Protectionism is rising as nations struggle to protect their economies in the face of a growing crisis. According to the Financial Times today, Mexico has announced it will place new tariffs on $2.4 billion worth of U.S. products. The action came in response to the cancellation of a pilot program to allow Mexican tractor-trailers to travel over U.S. highways.

According to the FT story, the targeted list is expected to include “politically sensitive” agricultural products. Under the North American Free Trade Agreement, cheap American corn and other farm produce flooded our southern neighbor, forcing millions of subsistence farmers off the land. Many moved to Mexico City and other population centers, causing urban decay and poverty to spread. Others migrated North as illegal aliens to seek jobs in America.

As the specter of famine looms over the world as a result of dwindling food resources, greater demand, and high costs, we can expect more nations to take protectionist actions. Already a number of Asian countries have banned exports of key foodstuffs such as rice. The intent is to assure enough food for domestic consumption, but the result is to reduce the amount of food available in world markets. In effect this constitutes hoarding at the national level.

What we are witnessing is the unwinding of so-called Globalization, a return to a world economy enmeshed in a tangle of trade barriers and protectionism. That bodes extremely ill for nations that rely heavily on exports and whose revenue streams could dry up as trade barriers rise. Ironically, it is also bad news for nations that rely on imports, particularly of food. It seems there can be no winners. Many poor nations are already facing potential famine and actions that raise the cost of food will only fan those flames.
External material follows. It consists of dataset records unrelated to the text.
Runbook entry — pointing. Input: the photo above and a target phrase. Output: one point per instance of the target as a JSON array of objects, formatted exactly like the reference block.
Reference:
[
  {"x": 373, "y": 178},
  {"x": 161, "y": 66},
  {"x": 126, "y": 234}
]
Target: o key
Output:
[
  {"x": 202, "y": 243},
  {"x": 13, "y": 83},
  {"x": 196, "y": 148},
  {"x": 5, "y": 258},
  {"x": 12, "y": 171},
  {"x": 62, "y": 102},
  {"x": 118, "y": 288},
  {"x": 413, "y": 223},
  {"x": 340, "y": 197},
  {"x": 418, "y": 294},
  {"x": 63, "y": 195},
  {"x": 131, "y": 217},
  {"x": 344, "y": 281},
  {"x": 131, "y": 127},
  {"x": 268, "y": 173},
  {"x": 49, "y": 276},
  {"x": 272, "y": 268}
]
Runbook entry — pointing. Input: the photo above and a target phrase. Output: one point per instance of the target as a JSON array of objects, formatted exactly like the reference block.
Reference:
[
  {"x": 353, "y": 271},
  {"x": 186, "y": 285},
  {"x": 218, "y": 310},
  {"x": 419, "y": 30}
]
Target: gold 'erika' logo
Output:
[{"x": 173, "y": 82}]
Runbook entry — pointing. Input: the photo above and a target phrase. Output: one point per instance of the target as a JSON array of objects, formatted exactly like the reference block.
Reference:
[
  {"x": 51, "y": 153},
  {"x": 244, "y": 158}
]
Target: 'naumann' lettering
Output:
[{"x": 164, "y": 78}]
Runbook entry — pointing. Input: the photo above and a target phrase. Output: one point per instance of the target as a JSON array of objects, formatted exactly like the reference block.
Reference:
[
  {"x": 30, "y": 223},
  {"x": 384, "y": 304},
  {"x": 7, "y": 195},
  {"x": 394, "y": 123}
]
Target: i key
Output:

The dream of Globalization advocates may have been misguided, and in fact I believe it was unwise to assume that all nations could enter into international trade as equal participants. However, having gone down that road, if many nations begin to make U-turns toward new isolationist models it will create chaos.

The world is experiencing a “perfect storm” of colliding factors, including the pressure of over-population, collapsing economies, resource depletion and climate change. No matter where you look there are serious problems that need to be addressed, and yet no resources are available with which to do so. At this time of greatest need, most of the world’s nations are essentially bankrupt. We are like people trapped in a house with fires breaking out in every room,  no fire extinguishers at hand and the local fire department on strike.

Like the governments of other nations, the U.S. has been culpable in this, through such actions as placing limitations on bail-out money stipulating that the funds must be spent on products made in  the U.S.A. While such knee-jerk actions seem reasonable and patriotic on the surface, they are seen by our trading partners for what they are: Old-fashioned protectionist trade barriers.

At the heart of the dispute with Mexico are similar factors, with the Teamster’s Union raising a stink about the perceived competition from non-union Mexican drivers. It has been claimed that Mexican trucks are unsafe, and yet studies have shown that in many cases American trucks are even less so.

The spread of protectionism is just one aspect of the overwhelming tide of change that is taking place in  the world. Things will never again be like they were, and there is little reason for optimism about the direction in which we are heading.